A autoridade é fundamental para o funcionamento de qualquer organização, tanto naquelas que são exclusivamente empresariais quanto nas que possuem natureza eclesial, religiosa e empresarial. É por isso que Weber (2004a e 2004 b) afirma que numa estrutura organizacional existem três tipos de autoridade, a tradicional, a carismática e legal-racional. Para Weber, portanto, a autoridade, qualquer que seja a sua espécie, é exercida quando determinadas ordens são obedecidas. Em se tratando de uma corporação empresarial, além da autoridade, a liderança é também essencial. Sendo assim, autoridade e liderança vêm se constituindo nos principais meios de condução da IBL, seja como uma organização religiosa, seja como uma corporação empresarial.
Na IBL a autoridade e a liderança estão relacionadas intimamente com o carisma e também com as ações de comando e de gerenciamento desenvolvidas pelo mais importante líder carismático da organização, Valadão.
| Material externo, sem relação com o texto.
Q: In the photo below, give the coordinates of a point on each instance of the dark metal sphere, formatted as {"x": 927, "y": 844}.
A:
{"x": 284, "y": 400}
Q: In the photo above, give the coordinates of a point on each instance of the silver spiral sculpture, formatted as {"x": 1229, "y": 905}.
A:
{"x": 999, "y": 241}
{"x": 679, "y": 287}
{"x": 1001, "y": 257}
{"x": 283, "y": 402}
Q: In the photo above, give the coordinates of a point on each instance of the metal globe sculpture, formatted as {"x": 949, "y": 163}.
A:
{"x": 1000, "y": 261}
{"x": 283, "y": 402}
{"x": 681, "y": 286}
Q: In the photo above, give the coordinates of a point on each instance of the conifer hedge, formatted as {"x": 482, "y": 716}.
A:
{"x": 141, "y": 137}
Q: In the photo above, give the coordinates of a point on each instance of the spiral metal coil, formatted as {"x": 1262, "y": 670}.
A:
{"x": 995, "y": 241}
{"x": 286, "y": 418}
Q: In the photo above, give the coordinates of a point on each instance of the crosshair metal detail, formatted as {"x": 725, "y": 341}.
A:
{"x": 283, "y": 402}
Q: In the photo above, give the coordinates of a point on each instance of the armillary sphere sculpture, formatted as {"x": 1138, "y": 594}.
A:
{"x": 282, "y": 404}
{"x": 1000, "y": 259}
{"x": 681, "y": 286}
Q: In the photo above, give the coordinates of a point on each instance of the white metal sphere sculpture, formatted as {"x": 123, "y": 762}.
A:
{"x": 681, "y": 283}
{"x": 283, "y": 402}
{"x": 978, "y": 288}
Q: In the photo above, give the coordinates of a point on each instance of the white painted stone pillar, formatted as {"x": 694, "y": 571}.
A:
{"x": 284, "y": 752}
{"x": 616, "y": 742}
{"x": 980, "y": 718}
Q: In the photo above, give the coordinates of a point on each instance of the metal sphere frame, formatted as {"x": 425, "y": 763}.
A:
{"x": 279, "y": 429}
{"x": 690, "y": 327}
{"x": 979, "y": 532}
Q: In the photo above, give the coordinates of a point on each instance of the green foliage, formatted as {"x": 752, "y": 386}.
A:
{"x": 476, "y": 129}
O líder carismático, de acordo com Antônio Cesar A. Maximiano (2006:205) desenvolve as tarefas de gerenciamento quando seus seguidores trabalham com obediência para realizar a missão, a meta proposta ou a causa em que estão envolvidos. Nesta direção, Etzioni (1983:23) explicita que a autoridade carismática gera obediência porque está baseada na devoção afetiva dos seguidores do “senhor” e nas dádivas do seu carisma. É por isso que a liderança, somada à autoridade, são mais do que uma mera opção da organização, e conforme Campos (2006:123), ambas são exigências típicas das associações de crentes.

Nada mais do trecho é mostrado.